他的问题纳西还真回答不上来,连他都恍惚了,说不定真的会形势逆转,就如他们先前预期的将凤军全数歼灭。然而现在换成是他们,纳西慌了神。渐渐地他们已被逼入腹地深处,再往下走就到峡谷,因事先看过地形图所以纳西很清楚,一旦被逼入峡谷那定然是剩下覆灭的命运,几无人能逃出。所以与其被动不如先撤,等回了军营再说,看看另几面的情形再做打算。眼下也联系不上阿月,对啊,他们被凤军算计,那阿月那边如何呢?
“魏军,你们想诱杀我们,定然不会想到自己也会有今日的局面吧。可惜你们的计划未能成功,今日就是你们的死期,想要知道答案下地狱去问冥王吧。”凤军的副将嘲笑道。
“陈将军,计划成功,那个丑陋小子已被我们的人围住,看来不出一炷香的时辰就能将他们全数剿灭。”凤军的士兵骑着马朝远处奔来。
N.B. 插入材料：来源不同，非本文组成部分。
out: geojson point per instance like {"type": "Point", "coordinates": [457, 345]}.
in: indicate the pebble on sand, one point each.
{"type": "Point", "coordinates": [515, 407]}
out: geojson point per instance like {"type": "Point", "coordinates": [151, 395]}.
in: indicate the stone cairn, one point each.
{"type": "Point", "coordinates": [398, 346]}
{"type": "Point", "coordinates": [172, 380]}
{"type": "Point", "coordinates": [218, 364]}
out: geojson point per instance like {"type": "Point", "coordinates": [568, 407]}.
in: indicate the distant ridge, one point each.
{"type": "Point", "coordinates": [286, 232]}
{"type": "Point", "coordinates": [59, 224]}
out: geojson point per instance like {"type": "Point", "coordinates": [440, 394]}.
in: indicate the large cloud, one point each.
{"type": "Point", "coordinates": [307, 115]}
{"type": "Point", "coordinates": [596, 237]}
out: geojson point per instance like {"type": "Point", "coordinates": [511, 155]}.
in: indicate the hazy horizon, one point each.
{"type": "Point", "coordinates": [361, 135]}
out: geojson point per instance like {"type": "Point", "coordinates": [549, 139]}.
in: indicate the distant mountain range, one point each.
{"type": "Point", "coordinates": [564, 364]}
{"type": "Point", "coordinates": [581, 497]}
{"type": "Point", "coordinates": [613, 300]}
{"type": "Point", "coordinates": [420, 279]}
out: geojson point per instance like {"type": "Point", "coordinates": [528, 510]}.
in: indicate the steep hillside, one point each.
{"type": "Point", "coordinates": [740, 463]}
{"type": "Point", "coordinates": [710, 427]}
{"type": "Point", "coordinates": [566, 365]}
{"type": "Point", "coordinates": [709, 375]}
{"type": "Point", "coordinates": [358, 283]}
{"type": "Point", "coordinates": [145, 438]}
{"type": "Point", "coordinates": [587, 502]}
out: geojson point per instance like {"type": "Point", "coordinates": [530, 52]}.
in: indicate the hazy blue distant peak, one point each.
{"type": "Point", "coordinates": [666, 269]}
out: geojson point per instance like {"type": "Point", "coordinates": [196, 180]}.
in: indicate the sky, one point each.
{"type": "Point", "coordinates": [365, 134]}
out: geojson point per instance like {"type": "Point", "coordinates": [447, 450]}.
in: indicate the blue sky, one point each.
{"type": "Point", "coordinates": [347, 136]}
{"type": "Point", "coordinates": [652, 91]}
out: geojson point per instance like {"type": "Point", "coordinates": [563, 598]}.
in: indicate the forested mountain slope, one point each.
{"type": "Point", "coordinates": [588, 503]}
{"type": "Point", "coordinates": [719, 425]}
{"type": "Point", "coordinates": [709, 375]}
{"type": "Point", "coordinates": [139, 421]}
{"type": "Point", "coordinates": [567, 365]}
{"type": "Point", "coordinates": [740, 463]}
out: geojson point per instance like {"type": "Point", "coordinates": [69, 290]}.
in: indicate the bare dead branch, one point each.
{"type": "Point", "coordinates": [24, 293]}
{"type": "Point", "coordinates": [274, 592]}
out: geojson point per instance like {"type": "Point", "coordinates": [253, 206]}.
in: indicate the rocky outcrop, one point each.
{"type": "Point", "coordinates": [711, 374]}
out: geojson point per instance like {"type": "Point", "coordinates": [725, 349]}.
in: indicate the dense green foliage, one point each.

乍然之下听到这句话纳西睚眦欲裂,他并不能明白他们的布阵图被泄露了,而是全脑子都在想着士兵的那句话。阿月明明说计划完美的,他们听了也并未觉得有什么漏洞,怎么会全军覆灭呢?纳西狠狠将围困着他的凤军一一砍倒,他像是杀红了眼,手中不停挥舞,管他什么计划都不重要了。他心中只有一个念头,阿月一个人孤立无援,她又是去诱敌的,苏将军带领的后队到还可以见机行事,若形势不对还能撤退,可她呢,她这是去送死啊。不,他决不能看着他的兄弟去送死。
纳西一剑砍下报信的人,翻身夺下他的战马,朝着龙虎关的方向而去。可怜那个士兵被阿布斯派来通风报信却连怎么死的都不知。
“大哥……”纳清、育才等人在后面喊叫的声音渐渐远去。
雷鸣过后,雨丝开始断断续续的滴落,从最初的小雨到后来的越下越大,倾盆的无根水自头顶坠落,找不到出处,也不知落向何处。雨滴砸落在盔甲上,砸落在血水中,让战场冲刷出一道道红色的沟渠,如一条条覆盖着涟漪的美丽星河。
在阿月的计划中,当司夜离得知了她的布阵图后,他必定会先下手布好军阵,所以凤军不管是入峡谷还是丘宜山都将是有去无回,所以她又分了两支来对抗,诱敌的那支人自然就少,因为多的那支是先用来对抗凤军的。当然司夜离定然也会假装配合她的计划,派些人来让她诱,而那些诱敌的人自然就和布好军阵的人里应外合联合起来去攻击魏军,彼时是战役开始的前段,她这边亦是如此。而这场战必定是司夜离亲自主持,王将军打头阵,他们之中要么是司夜离守着龙虎关,要么是王将军守着,另一人则去围困那六万大军。依着她的推算,司夜离出战的几率也是非常大的,毕竟那六万魏军是由苏将军指挥,想要拖住他们可非易事,苏将军在战事上绝对有机会逆转,就不知这次凤军会派多少人应战。这次最主要也最关键的攻龙虎关那四万人阿月却是派了个副将,这位副将算不得出色,相比其他会打仗又会谋算的副将来说是个沉稳的老实人。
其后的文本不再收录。